The Dalata deal, in particular, stood out because it was “cheap”, Ringnes affirmed. In November 2025, Pandox completed the €1.7 billion acquisition of Dalata, adding 53 properties across the UK and Ireland. The portfolio, mainly under the Maldron and Clayton brands, includes 31 owned properties, 22 leased hotels, and three managed under hotel management agreements. Dalata also has a pipeline of 1,912 rooms, with a target to reach some 21,000 rooms by 2030. As part of the deal, Dalata’s hotels will be managed by Stockholm-based Scandic Hotels Group, a business in which Eiendomsspar has recently reduced its stake. Ringnes explained that they pushed through the deal by starting out as a “hostile bidder” in order to complete the acquisition on its own, “Nordic and patient” terms. He hoped that “time would tell” they had done a good deal. “It’s better to be in a good market than a genius in a bad market,” he quipped. 

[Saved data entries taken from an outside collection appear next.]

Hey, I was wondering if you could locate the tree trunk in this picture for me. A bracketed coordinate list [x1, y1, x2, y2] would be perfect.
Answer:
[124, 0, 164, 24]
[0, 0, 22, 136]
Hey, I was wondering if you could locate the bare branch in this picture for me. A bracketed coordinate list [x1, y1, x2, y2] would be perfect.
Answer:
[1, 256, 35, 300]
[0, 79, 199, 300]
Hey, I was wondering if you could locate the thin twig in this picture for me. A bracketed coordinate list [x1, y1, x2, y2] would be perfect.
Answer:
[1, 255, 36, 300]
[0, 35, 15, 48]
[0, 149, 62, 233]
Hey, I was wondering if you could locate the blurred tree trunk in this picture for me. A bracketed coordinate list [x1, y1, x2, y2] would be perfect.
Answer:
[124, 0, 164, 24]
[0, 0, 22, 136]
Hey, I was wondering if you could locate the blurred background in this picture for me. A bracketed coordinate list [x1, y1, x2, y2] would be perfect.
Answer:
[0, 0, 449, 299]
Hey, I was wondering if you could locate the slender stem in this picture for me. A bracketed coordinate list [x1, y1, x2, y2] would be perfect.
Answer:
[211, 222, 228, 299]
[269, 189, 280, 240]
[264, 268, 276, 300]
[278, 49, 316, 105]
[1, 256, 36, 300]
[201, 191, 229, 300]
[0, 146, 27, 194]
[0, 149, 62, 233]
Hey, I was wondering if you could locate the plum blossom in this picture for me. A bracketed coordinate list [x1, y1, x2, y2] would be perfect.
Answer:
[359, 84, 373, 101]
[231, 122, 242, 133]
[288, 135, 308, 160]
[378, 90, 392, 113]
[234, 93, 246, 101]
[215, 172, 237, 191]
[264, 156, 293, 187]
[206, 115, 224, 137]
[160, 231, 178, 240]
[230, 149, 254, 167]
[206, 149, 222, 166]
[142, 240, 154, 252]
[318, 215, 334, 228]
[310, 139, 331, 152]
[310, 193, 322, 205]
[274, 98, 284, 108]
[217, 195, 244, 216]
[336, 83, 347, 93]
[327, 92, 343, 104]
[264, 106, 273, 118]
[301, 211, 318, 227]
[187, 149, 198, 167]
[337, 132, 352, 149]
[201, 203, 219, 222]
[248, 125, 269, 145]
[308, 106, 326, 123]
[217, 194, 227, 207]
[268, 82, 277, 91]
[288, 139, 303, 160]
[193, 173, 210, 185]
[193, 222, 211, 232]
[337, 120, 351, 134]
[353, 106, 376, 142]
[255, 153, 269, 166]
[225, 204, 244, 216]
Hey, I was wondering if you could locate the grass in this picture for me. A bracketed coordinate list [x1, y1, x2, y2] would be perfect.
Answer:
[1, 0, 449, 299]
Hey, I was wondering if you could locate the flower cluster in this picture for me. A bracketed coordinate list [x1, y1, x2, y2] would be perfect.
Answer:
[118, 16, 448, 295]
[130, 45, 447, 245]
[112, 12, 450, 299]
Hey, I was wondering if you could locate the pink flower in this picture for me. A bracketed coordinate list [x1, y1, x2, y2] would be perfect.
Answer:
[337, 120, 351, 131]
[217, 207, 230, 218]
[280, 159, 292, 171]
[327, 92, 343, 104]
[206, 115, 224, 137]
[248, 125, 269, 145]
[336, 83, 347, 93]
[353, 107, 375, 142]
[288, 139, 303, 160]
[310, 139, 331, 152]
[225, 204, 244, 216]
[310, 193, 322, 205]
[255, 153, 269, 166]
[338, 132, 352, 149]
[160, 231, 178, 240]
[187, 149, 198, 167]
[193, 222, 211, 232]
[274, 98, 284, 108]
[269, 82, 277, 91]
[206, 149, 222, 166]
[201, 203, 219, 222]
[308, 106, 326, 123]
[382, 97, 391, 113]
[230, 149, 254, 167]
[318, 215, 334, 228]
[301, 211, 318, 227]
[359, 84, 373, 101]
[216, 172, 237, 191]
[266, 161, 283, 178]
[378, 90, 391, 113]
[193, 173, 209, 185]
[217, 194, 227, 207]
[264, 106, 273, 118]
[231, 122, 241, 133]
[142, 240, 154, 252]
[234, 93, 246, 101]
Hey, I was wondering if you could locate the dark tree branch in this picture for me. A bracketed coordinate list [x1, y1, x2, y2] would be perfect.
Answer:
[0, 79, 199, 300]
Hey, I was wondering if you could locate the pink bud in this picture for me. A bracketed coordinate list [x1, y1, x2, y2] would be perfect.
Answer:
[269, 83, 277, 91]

In terms of dealmaking strategies, he said that having excellent relationships with banks helped them move quickly, with debt agreements arriving in as quickly as “one week”. 

Appeal of hotels

He noted that hotels continue to be an appealing asset class. “We have seen very low yields in recent times for offices, retail, logistics… hotels have always yielded quite high at six to seven percent. Why? Because they are perceived to be more risky than many other real estate asset classes, but over time it’s a very good place to be,” he affirmed. 

“A good hotel is never empty; and while an office is very expensive to refurbish, in hotels, we share refurbishment costs with the operator. Furthermore, because hotels are risky there are fewer competitors, and overall, hotels are more fun.”

Taking into account the current complex geopolitical situation, he reflected on his personal appetite for risk. Taking an analogy from Formula 1, he said that the best drivers don’t slow down when they see a crash ahead – they speed up. However, he noted that while he had tended to “accelerate” in previous crises, the current conflict in the Middle East was inspiring a pause for thought. “Trump’s Liberation Day was a blip. War in Iran could be different. I am hesitating,” he concluded.